Dua puluh tahun bukanlah waktu yang sebentar. Apalagi, jika dua dasawarsa itu dihabiskan dalam ketidakpastian, menyangkut masa depan kehidupan keluarga.
Oleh
·2 menit baca
Kondisi tanpa kepastian dan didera kemiskinan adalah kenyataan yang dihadapi tidak kurang dari 358 keluarga eks Timor Timur yang memilih tetap menjadi warga negara Indonesia. Mereka terdiri atas sekitar seribu jiwa yang dari laporan Kompas, pekan lalu, masih menempati Kamp Tuapukan di Kecamatan Kupang Timur, Kabupaten Kupang, Nusa Tenggara Timur (Kompas, 24-26/2/2020).
Selain di Kabupaten Kupang, kamp pengungsi bagi warga eks Timtim, provinsi ke-27 RI (waktu itu), yang kini bernama Timor Leste, juga berada di Kota Kupang serta Kabupaten Belu, Malaka, Timor Tengah Utara, dan Timor Tengah Selatan. Sesuai data Satuan Pelaksana Penanggulangan Bencana dan Pengungsi Provinsi NTT 2005, pengungsi dari Timtim setelah penentuan pendapat 1999 sebanyak 104.436 orang. Pada 2005, pemerintah menghapus status pengungsi untuk mereka.
Selain di NTT, sejumlah warga eks Timtim juga kembali ke Jawa, Sulawesi, dan wilayah lain di Indonesia. Mereka tinggal dan memulai hidup baru. Tak ada laporan mengenai kondisi warga eks Timtim di luar kamp pengungsian. Seperti warga di pengungsian, mereka juga kehilangan harta dan keluarga.

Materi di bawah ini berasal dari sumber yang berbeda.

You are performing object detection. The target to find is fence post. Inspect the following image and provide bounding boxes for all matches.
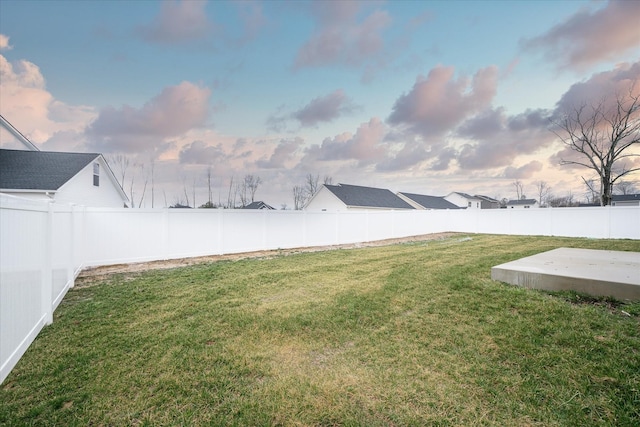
[40,202,53,325]
[162,207,170,260]
[67,204,76,288]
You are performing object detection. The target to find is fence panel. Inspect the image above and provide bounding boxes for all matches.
[0,194,52,382]
[0,200,640,382]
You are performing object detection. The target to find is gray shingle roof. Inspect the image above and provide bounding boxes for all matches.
[507,199,538,206]
[0,149,99,191]
[242,201,275,210]
[400,193,460,209]
[611,194,640,202]
[325,184,413,209]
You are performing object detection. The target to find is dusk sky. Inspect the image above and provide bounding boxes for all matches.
[0,0,640,209]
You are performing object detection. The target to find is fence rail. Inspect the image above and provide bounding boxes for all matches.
[0,194,640,383]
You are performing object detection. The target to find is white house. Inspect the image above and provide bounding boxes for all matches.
[304,184,414,211]
[611,194,640,206]
[444,191,482,209]
[398,192,461,210]
[0,149,129,208]
[242,200,275,211]
[507,199,540,209]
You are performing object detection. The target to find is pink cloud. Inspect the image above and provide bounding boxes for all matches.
[294,1,391,68]
[556,61,640,114]
[307,117,386,166]
[388,66,498,137]
[256,137,304,169]
[138,0,214,44]
[0,55,95,150]
[457,109,555,170]
[503,160,542,179]
[292,89,355,127]
[87,82,211,152]
[523,0,640,69]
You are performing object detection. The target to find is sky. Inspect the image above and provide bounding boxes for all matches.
[0,0,640,209]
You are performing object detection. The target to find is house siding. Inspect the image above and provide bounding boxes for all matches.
[55,157,124,208]
[304,186,347,211]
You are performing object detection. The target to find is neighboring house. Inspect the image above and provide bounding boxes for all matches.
[304,184,414,211]
[507,199,540,209]
[0,114,40,151]
[444,191,482,209]
[611,194,640,206]
[0,149,129,208]
[474,194,500,209]
[242,202,275,211]
[398,192,460,210]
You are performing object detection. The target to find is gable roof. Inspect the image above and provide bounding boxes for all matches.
[475,194,500,203]
[398,192,460,209]
[507,199,538,206]
[611,194,640,202]
[0,149,100,191]
[0,114,40,151]
[242,201,275,210]
[445,191,480,200]
[324,184,414,209]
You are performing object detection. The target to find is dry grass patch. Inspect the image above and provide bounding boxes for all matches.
[0,235,640,426]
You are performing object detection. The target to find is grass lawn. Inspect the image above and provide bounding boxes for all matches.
[0,235,640,426]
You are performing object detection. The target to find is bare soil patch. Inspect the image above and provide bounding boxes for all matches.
[75,233,457,287]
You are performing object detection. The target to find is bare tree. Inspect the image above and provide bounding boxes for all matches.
[615,181,638,194]
[244,175,262,203]
[178,176,191,206]
[304,173,320,200]
[136,163,149,209]
[582,177,600,204]
[207,165,213,206]
[513,179,525,200]
[227,176,236,209]
[151,157,156,209]
[107,154,129,188]
[554,84,640,206]
[547,193,574,208]
[536,181,551,206]
[293,185,305,211]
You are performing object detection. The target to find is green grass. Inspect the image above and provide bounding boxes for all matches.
[0,235,640,426]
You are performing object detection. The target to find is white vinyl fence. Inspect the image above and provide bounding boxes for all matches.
[0,194,640,383]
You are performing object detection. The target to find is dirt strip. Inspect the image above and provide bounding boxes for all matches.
[75,233,457,287]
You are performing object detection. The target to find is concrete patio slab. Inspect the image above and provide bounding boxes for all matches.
[491,248,640,300]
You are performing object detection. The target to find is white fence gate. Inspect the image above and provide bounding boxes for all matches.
[0,194,640,383]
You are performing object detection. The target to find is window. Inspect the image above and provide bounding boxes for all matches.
[93,163,100,187]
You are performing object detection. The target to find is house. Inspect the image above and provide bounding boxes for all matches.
[398,192,460,210]
[444,191,482,209]
[0,149,129,208]
[474,194,500,209]
[507,199,540,209]
[304,184,414,211]
[242,201,275,211]
[0,114,40,151]
[611,194,640,206]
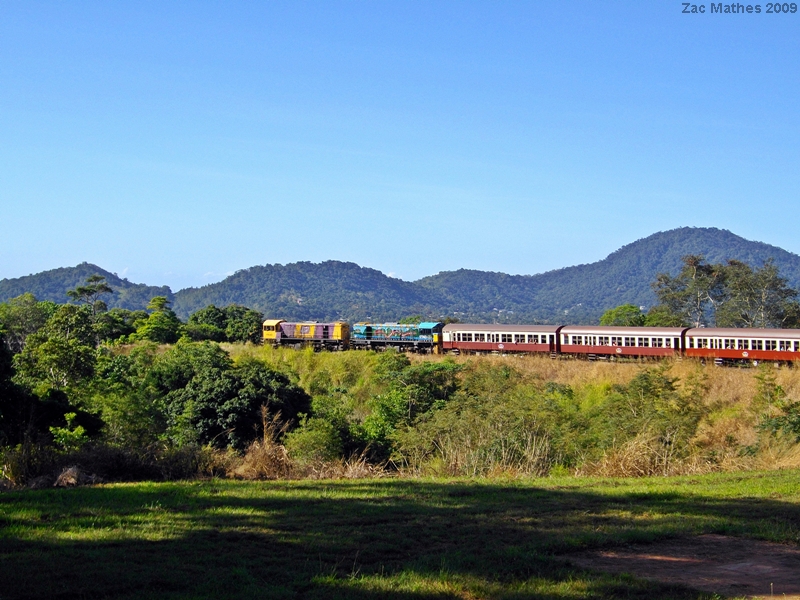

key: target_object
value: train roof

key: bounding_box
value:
[686,327,800,339]
[561,325,687,337]
[442,323,559,333]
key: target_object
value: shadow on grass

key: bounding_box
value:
[0,480,800,600]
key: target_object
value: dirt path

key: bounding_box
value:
[563,535,800,600]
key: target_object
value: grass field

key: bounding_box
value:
[0,471,800,600]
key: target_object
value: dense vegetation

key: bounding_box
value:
[0,276,800,484]
[6,227,800,324]
[0,262,174,310]
[600,254,800,328]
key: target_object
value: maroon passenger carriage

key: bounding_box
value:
[442,323,560,354]
[559,325,687,359]
[684,327,800,363]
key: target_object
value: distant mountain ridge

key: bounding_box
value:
[0,227,800,324]
[0,262,175,310]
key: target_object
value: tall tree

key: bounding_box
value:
[134,296,182,344]
[717,260,797,327]
[653,254,727,327]
[67,275,114,317]
[600,304,645,327]
[0,293,58,354]
[14,304,96,393]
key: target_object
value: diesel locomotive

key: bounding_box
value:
[263,320,800,364]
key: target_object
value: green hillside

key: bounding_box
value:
[0,262,173,310]
[416,227,800,323]
[174,260,440,321]
[0,227,800,324]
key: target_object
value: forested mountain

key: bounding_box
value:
[416,227,800,323]
[174,260,441,321]
[0,227,800,323]
[0,262,173,310]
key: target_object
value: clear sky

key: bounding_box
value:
[0,0,800,290]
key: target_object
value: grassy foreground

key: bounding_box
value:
[0,471,800,600]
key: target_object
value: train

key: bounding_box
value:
[263,319,800,364]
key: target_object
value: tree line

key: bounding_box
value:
[600,254,800,329]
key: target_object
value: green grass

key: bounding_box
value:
[0,471,800,600]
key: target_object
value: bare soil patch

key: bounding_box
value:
[563,535,800,600]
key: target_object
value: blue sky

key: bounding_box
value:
[0,1,800,290]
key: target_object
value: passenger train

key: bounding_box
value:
[263,320,800,364]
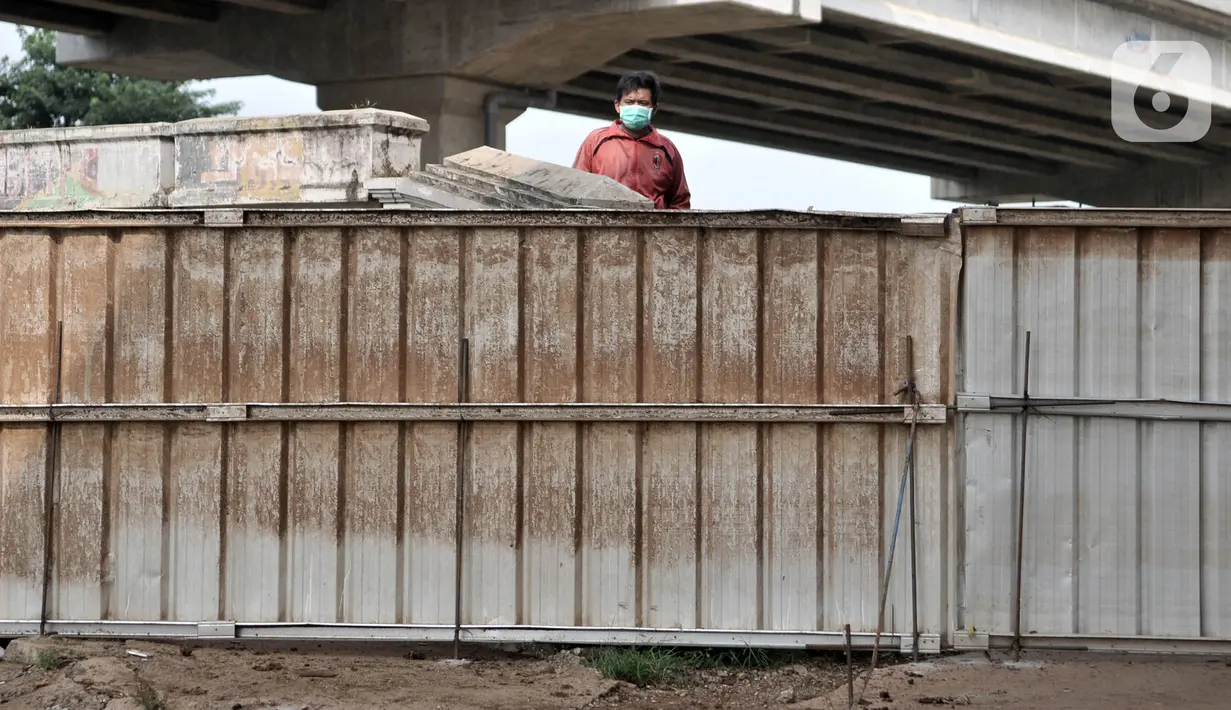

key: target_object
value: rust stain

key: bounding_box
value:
[699,230,761,402]
[522,229,579,402]
[171,229,229,402]
[346,422,399,536]
[762,231,820,404]
[55,425,106,584]
[640,230,700,402]
[0,231,54,404]
[821,233,883,404]
[462,229,522,402]
[0,425,47,580]
[346,229,403,402]
[60,230,111,404]
[581,230,641,402]
[224,229,286,402]
[113,230,167,402]
[287,229,342,401]
[405,229,464,402]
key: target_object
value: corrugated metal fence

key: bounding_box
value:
[0,208,1231,650]
[0,210,960,646]
[956,209,1231,648]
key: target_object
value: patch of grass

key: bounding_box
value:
[133,682,167,710]
[586,646,809,688]
[586,646,696,688]
[693,647,808,671]
[34,648,70,671]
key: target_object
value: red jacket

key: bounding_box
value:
[572,121,692,209]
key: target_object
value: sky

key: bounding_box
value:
[0,22,1009,213]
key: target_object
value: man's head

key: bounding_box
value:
[616,71,662,130]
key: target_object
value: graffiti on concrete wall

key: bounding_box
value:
[0,144,106,209]
[178,134,304,201]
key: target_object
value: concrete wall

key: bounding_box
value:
[169,110,428,207]
[0,123,175,210]
[0,108,428,210]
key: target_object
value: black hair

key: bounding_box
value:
[616,71,662,106]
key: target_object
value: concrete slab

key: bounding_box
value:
[444,146,654,209]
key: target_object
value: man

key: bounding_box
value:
[572,71,692,209]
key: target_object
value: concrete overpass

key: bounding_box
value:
[7,0,1231,207]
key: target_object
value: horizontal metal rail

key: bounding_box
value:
[953,630,1231,655]
[958,394,1231,422]
[0,620,910,650]
[0,202,945,237]
[0,402,947,425]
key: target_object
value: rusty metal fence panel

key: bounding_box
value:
[0,210,960,647]
[956,209,1231,650]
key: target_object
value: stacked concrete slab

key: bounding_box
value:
[0,108,652,210]
[367,146,654,209]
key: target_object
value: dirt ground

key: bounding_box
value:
[0,637,1231,710]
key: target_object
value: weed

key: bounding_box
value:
[586,646,696,688]
[693,646,808,671]
[34,648,69,671]
[134,682,166,710]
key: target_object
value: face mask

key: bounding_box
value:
[619,106,650,130]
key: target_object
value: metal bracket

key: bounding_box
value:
[958,395,992,412]
[197,621,235,639]
[900,214,948,236]
[961,207,997,224]
[206,405,247,422]
[900,634,940,656]
[204,209,244,226]
[950,629,991,651]
[902,405,948,425]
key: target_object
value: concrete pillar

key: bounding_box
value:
[316,75,526,165]
[932,160,1231,209]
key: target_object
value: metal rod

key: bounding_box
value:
[906,336,920,662]
[453,338,470,658]
[1013,331,1030,658]
[38,320,64,636]
[0,402,945,426]
[842,624,854,710]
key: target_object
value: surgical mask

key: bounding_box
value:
[619,106,650,130]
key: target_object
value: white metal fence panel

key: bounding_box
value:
[956,210,1231,640]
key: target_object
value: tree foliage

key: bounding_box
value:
[0,27,241,130]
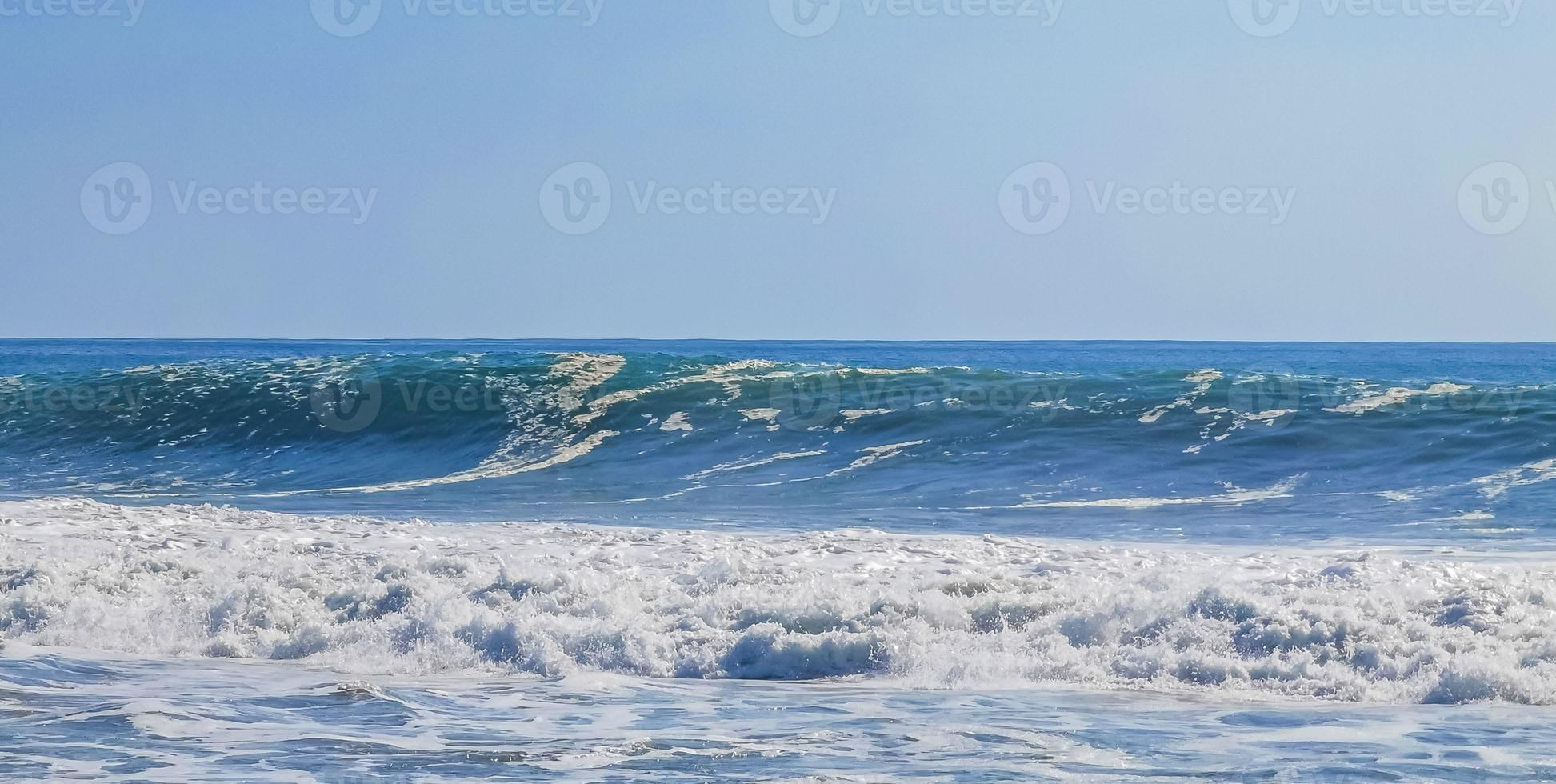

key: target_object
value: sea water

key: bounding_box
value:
[0,341,1556,781]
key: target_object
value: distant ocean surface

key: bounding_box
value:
[0,341,1556,781]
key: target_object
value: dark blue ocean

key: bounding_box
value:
[0,341,1556,781]
[0,341,1556,546]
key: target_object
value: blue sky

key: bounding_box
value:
[0,0,1556,341]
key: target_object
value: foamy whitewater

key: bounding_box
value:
[0,341,1556,781]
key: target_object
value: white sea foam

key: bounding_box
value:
[660,410,693,433]
[9,499,1556,703]
[968,476,1302,510]
[1324,382,1472,414]
[1470,458,1556,499]
[685,450,826,479]
[1141,370,1222,425]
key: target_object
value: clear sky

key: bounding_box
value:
[0,0,1556,341]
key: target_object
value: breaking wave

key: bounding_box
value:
[9,499,1556,705]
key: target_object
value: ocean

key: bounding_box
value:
[0,341,1556,781]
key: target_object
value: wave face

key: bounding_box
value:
[0,499,1556,705]
[0,341,1556,543]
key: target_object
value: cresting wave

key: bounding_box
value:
[0,349,1556,537]
[0,499,1556,705]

Dari penentuan pendapat (referendum) tanggal 30 Agustus 1999, sebanyak 94.388 orang (21,5 persen) penduduk Timtim memilih tetap bergabung dengan Indonesia dan 78,5 persen (344.580 orang) memilih merdeka. Timor Leste resmi menjadi negara merdeka pada 20 Mei 2002. Warga yang tetap memilih menjadi WNI mulai meninggalkan Timtim tahun 1999.
Sesuai laporan harian ini, setelah 20 tahun lebih, nasib warga eks Timtim di pengungsian merana. Mereka miskin, tanpa pekerjaan atau tanah. Bantuan pemerintah dan lembaga lain terhenti. Tinggal warga setempat yang membantu dengan memberi pekerjaan atau membiarkan tanahnya digarap warga eks Timtim itu. Sebagian warga eks Timtim itu meninggalkan pengungsian untuk mencari penghidupan di daerah lain.
Penghapusan status pengungsi pada 2005 semestinya tidak menghapus tanggung jawab pemerintah guna merampungkan problem hidup warga eks Timtim. Mereka itu anak-anak negeri yang masa depannya menjadi tanggung jawab negara. Undang-Undang Dasar (UUD) 1945 memastikan mereka adalah WNI yang berhak atas pekerjaan dan penghidupan layak. Mereka berhak atas jaminan sosial yang memungkinkan pengembangan diri secara utuh sebagai manusia yang bermartabat. Apalagi, sebagian di antara mereka itu anak-anak.
Kondisi warga eks Timtim yang merana mengingatkan pada film yang disutradarai Riri Reza berjudul Atambua 39 Derajat Celsius. Ronaldo Bautista yang mencintai ”Merah Putih” ter- pisah dari Apolonia, istrinya yang memilih Timor Leste. Pada satu titik, Ronaldo yang ditemani Joao, anak lelakinya, me- nyadari, semestinya negara tak bisa memisahkan keluarga dan tanah kelahiran. Anak-anak negeri memerlukan perhatian dan kasih negerinya. Bukan kepedihan.